Istanbul's municipal planning authority approved a sweeping rezoning proposal on Wednesday that will permit residential towers up to 28 storeys in the Galata neighbourhood, a move that has galvanised preservationists and housing advocates alike in the city's most contentious urban planning battle in years.
The decision, ratified by the Metropolitan Municipality's planning commission, marks a dramatic shift in policy for an area long protected by heritage regulations. Under the new framework, developers can now construct mixed-use complexes combining residential units, office space, and retail along the historically dense waterfront district—a neighbourhood that has seen average apartment prices surge to 85,000 Turkish lira per square metre, pricing out middle-income families.
"This is about solving a genuine crisis," said a municipality spokesperson in a statement, noting that Istanbul's registered housing shortage stands at approximately 1.2 million units. "Our population has grown 40 per cent over two decades. We cannot preserve our way out of this emergency."
Yet critics argue the decision sacrifices the character of neighbourhoods where 19th-century stone buildings and narrow Ottoman-era streets define Istanbul's global identity. The Galata Tower Preservation Society and several neighbourhood associations have already announced legal challenges, claiming insufficient public consultation during the five-week review period.
The timing compounds existing tensions. Just last month, the municipality's controversial Beyoğlu masterplan sparked similar resistance, with residents of Cihangir and Taksim staging public forums to protest density increases.
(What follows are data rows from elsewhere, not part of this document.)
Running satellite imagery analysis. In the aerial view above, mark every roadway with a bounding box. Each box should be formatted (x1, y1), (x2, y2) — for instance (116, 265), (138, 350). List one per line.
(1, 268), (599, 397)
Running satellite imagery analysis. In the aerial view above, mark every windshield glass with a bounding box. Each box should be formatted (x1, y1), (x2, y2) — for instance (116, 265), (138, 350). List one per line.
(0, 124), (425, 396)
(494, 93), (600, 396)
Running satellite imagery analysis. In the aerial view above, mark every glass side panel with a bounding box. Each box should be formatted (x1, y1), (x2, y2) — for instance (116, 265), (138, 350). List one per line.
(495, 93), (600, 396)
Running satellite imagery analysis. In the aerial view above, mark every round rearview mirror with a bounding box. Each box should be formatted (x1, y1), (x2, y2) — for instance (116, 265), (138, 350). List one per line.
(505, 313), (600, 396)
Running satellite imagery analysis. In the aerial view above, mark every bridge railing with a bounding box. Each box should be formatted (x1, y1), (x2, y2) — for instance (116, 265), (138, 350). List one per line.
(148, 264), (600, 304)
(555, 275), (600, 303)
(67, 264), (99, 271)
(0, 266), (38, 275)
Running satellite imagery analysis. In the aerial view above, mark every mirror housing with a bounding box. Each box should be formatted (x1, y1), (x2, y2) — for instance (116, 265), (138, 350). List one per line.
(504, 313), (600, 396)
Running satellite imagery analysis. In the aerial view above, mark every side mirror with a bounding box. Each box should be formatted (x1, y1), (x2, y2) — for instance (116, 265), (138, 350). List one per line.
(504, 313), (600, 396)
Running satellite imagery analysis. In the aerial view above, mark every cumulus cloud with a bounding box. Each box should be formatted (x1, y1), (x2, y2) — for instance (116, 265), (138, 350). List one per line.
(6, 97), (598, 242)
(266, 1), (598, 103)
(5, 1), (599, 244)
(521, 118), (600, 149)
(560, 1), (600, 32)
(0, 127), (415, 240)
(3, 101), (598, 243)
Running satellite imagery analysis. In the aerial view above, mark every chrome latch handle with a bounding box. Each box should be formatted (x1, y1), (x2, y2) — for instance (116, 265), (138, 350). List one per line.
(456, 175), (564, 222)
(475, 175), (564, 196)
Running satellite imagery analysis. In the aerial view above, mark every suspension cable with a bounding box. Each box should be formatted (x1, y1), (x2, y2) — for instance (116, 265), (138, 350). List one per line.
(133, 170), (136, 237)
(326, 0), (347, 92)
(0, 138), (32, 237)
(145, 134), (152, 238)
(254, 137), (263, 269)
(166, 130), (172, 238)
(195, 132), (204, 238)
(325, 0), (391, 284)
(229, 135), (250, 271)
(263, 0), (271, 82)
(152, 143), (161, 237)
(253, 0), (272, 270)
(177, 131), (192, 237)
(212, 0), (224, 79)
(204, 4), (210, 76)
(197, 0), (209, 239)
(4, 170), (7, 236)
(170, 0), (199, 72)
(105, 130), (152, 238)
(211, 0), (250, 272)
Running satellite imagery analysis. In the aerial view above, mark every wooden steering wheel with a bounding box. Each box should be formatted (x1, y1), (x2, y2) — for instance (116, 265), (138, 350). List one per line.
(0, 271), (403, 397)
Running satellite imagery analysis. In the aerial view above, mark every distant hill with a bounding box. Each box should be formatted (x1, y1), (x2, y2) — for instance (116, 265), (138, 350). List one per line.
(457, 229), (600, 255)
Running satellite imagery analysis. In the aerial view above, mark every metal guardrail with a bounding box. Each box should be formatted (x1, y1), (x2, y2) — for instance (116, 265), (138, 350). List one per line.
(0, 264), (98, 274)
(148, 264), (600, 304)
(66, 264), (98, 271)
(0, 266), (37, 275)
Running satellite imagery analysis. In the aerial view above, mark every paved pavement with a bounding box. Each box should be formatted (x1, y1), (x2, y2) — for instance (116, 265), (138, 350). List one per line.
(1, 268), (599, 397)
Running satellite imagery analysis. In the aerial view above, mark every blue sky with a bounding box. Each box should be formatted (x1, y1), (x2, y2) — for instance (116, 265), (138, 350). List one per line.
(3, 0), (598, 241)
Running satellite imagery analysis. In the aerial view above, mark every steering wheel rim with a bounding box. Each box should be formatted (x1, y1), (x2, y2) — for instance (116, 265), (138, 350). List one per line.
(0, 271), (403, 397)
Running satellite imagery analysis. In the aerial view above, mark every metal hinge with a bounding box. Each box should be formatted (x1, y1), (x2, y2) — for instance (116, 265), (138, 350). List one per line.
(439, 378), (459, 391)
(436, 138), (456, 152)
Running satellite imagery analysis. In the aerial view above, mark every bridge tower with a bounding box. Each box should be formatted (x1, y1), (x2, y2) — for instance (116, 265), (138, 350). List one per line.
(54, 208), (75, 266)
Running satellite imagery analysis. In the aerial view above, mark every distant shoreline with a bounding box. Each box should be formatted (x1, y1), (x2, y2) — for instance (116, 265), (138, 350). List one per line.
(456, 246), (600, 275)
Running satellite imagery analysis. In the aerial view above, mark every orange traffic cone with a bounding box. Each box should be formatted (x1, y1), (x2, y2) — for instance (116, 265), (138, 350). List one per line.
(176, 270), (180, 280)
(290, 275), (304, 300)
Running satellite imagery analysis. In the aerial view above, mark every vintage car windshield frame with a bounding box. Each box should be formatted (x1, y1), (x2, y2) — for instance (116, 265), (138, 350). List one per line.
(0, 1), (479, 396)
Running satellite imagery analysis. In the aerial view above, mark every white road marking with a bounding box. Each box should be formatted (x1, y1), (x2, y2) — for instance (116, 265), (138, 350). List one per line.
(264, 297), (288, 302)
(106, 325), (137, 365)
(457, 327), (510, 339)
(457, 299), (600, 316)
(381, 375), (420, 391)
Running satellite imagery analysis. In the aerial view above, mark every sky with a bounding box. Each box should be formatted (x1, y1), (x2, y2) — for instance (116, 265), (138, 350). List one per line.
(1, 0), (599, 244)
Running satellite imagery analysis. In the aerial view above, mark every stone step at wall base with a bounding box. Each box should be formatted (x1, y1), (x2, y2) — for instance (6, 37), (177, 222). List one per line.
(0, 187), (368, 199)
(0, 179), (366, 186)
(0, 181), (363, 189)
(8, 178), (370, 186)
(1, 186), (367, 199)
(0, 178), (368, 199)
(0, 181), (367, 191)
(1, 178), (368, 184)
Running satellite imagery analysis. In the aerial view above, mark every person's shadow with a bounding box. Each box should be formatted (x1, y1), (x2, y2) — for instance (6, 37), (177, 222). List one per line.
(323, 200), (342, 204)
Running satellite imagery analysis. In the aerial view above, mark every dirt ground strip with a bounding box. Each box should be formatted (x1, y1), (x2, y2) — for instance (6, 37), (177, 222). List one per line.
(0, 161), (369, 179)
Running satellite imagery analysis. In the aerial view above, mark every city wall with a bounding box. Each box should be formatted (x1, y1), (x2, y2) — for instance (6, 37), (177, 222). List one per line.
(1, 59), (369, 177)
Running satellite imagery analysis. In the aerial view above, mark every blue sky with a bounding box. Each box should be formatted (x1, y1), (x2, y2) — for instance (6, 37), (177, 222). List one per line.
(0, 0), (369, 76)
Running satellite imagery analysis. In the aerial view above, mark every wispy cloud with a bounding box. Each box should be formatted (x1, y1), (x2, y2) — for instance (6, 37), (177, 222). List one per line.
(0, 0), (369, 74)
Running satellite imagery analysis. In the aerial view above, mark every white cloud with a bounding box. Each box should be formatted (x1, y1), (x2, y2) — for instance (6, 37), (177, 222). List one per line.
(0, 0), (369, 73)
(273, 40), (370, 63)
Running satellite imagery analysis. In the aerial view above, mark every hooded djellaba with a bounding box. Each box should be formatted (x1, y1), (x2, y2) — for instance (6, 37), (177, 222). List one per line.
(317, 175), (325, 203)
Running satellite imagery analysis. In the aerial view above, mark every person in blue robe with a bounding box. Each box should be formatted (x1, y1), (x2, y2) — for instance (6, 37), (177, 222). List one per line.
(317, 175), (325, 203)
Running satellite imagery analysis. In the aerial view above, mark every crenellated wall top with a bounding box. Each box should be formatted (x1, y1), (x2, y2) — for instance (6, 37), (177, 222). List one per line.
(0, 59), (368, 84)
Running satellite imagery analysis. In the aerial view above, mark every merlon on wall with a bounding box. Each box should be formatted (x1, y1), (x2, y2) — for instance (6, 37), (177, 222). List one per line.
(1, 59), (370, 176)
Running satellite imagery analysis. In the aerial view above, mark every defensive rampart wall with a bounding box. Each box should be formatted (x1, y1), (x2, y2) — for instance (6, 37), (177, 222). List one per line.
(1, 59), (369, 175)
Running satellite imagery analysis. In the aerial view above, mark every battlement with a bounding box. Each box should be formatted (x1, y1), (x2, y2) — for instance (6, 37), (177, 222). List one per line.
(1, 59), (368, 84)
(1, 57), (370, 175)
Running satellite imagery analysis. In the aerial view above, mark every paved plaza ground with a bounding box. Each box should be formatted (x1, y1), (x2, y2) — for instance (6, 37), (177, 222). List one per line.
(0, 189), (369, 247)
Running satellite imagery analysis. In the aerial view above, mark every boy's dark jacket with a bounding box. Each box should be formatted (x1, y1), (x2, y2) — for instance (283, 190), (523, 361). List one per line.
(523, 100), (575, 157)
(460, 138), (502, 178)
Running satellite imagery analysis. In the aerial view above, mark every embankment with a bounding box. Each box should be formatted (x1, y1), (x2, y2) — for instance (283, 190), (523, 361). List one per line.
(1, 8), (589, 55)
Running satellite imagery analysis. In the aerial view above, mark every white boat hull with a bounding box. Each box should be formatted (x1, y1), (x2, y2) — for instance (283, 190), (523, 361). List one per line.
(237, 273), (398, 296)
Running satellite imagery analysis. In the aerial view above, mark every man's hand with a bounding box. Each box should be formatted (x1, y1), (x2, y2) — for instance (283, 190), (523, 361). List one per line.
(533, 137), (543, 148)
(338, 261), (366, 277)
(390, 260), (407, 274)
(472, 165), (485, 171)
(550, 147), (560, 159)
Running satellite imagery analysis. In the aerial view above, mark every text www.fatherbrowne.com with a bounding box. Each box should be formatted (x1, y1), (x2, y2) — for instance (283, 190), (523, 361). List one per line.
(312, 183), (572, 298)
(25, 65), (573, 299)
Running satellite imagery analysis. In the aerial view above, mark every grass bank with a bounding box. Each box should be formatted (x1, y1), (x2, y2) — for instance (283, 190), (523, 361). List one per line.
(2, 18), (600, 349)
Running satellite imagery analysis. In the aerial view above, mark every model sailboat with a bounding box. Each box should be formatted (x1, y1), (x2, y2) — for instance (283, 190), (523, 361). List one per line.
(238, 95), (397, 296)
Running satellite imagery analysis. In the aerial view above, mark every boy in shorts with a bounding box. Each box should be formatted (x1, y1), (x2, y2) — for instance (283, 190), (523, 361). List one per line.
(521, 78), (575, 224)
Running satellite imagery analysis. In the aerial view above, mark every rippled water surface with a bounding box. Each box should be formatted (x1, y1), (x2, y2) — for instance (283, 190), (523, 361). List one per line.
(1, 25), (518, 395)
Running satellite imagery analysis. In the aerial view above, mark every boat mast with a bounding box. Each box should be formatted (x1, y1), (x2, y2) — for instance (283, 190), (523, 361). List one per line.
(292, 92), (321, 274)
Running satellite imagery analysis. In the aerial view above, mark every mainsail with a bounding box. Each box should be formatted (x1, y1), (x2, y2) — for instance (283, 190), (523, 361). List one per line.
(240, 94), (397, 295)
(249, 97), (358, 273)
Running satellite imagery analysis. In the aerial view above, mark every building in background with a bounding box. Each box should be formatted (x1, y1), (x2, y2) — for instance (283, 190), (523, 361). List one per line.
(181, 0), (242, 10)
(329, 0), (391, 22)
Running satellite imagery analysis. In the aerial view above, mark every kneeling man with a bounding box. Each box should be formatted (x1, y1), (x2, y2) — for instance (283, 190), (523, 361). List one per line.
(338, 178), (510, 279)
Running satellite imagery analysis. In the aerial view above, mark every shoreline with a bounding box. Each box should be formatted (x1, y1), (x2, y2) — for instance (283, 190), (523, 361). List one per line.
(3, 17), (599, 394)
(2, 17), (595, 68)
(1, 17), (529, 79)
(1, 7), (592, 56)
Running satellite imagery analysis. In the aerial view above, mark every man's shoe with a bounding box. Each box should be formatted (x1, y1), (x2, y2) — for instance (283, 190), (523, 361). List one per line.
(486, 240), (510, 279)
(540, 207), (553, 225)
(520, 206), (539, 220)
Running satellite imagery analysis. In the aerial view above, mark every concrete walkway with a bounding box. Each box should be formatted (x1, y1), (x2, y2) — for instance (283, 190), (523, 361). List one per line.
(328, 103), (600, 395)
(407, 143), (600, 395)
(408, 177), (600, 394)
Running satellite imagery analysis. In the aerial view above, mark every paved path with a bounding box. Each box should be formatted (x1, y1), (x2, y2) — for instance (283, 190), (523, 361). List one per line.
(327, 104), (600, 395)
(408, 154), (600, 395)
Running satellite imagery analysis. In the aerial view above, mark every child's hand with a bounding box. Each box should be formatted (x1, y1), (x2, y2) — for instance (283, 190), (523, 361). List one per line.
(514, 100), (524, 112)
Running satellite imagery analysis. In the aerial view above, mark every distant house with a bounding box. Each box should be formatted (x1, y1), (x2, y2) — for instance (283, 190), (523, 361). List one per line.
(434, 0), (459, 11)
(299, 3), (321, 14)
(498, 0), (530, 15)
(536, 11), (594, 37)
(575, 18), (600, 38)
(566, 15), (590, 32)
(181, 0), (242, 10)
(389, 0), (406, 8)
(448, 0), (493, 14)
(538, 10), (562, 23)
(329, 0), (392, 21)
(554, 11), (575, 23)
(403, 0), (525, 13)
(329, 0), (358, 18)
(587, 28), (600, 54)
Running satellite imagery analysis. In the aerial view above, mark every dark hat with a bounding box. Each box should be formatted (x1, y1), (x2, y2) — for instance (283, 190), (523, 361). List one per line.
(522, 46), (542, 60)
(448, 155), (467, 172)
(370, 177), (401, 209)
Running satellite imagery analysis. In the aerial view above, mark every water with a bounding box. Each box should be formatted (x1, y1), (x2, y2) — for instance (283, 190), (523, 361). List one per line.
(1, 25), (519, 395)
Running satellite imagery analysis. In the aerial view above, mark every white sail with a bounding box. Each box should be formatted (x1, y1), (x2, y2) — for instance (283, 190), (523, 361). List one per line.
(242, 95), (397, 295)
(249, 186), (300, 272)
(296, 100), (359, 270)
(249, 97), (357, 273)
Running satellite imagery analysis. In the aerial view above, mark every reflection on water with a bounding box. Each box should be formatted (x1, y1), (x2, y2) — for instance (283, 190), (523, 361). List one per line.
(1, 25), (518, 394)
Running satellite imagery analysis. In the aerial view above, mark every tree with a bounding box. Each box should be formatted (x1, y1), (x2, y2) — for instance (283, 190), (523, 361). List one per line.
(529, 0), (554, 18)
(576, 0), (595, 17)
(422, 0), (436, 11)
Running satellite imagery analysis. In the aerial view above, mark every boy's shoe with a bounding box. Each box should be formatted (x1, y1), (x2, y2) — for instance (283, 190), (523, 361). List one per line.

Housing prices across the European side have appreciated nearly 30 per cent annually since 2023, making homeownership mathematically impossible for families earning median incomes of 45,000 lira monthly.
The Galata decision reflects a broader philosophical shift at City Hall: prioritising housing supply over architectural conservation. Similar strategies have been deployed in Şişli and Beşiktaş, where zoning relaxations have already attracted major international developers from Singapore and Abu Dhabi.
However, planners remain divided. Dr. Ayşe Kaya, urban design faculty at Istanbul Technical University, warned this week that "density without infrastructure merely transfers problems—traffic, water systems, social cohesion—rather than solving them."
The municipality has signalled that future decisions will increasingly favour development. Applications for rezoning in Fener-Balat and the Theodosian Walls buffer zone are scheduled for consideration by mid-July, suggesting that this week's Galata approval may be merely the opening of a much larger transformation of Istanbul's urban landscape.